La diversité ethnique va des Indigènes natifs aux Africains en passant par les peuples
d'origine européenne (Portugais, Açoriens, Allemands, Italiens, Ukrainiens, Polonais, Autrichiens), d'origine arabe (Syriens et Libanais) ou orientale (Japonais). Les Catarinenses ont tous des caractéristiques communes: beaucoup d'initiative, le sens de l'innovation et de l'entreprise, la capacité d'unir leurs efforts pour le bien commun.


Descendants d'Allemands et d'Italiens Descendants d'Allemands et d'Italiens


Descendants d'Allemands et d'Italiens Descendants d'Allemands et d'Italiens

Arrivée D'allemands Et D'italiens

Allemands et italiens sont arrivés à Santa Catarina au cours du XIXe siècle. Les premiers à débarquer, les Allemands, ont fondé São Pedro de Alcântara, en 1828. Un second groupe a accosté en 1830, et s'est installé dans la région de la vallée de l'Itajaí pour fonder Blumenau ainsi que d'autres petits bourgs dans les environs. Travailleurs déterminés, ils ont créé de petites propriétés ainsi que des petites fabriques. Les affaires ont vite prospéré, et nombreuses sont les entreprises qui sont devenues des conglomérats industriels, aujourd'hui vitaux pour la chaîne de l'économie catarinense.

Les Italiens sont arrivés à partir de 1875, composant plus grand courant migratoire qu'a connu l'État, bien que, en 1836 déjà, un premier noyau de 180 pionniers venus de Sardaigne s'étaient installés dans la colonie Nova Italia,  sur les marges du rio Tijucas, à l'endroit où se trouve actuellement la commune de São João Batista. Leurs descendants représentent à peu près la moitié de la population actuelle. Ils se sont établis principalement dans la région Sud non loin du littoral, ainsi qu'à proximité des colonies allemandes de la Vallée de l'Itajaí et dans le Nord de l'État.

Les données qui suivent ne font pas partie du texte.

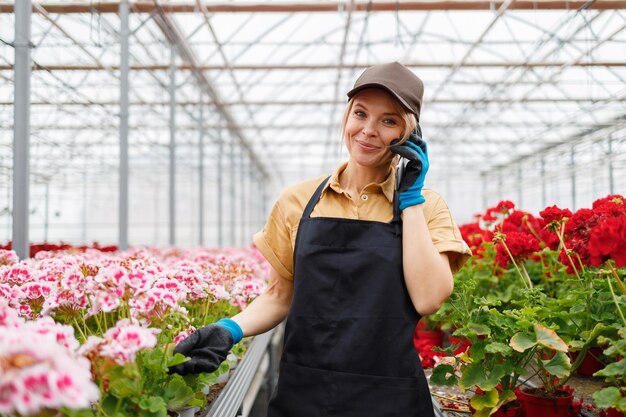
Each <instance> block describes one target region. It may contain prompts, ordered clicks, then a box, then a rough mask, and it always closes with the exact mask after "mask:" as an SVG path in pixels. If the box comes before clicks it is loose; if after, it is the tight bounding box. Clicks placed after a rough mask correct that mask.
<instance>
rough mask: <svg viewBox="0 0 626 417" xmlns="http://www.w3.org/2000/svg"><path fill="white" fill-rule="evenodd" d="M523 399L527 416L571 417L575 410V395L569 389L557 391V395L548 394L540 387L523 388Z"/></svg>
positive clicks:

La ville d'Urussanga était alors le principal noyau de la colonie italienne d'Azambuja, fondée en 1877. Les étrangers qui s'y fixèrent provenaient, dans leur grande majorité, du Nord de l'Italie, de la Vénétie ainsi que de Lombardie, de Fiuli-Venezia Giulia et Trentino Alto Agige. Ils ont formé le plus grand centre d'immigrants du Sud de l'État. Ils ont introduit les techniques de la culture de céréales, la viniculture, la production de fromages et de charcuteries.

Nombreuses sont les villes de colonisation italienne. Citons : Criciúma, Tubarão, Urussanga, Nova Veneza et  Orleans, dans le Sud; São João Batista, Rodeio, Nova Trento, Botuverá et Ascurra, dans la Vallée de l'Itajaí; Videira, Tangará et Pinheiro Preto dans le Centre-Ouest, parmi tant d'autres. Toutes ces communautés gardent les traditions héritées des pionniers : les vignobles, la bonne table, la joie de vivre et la religiosité.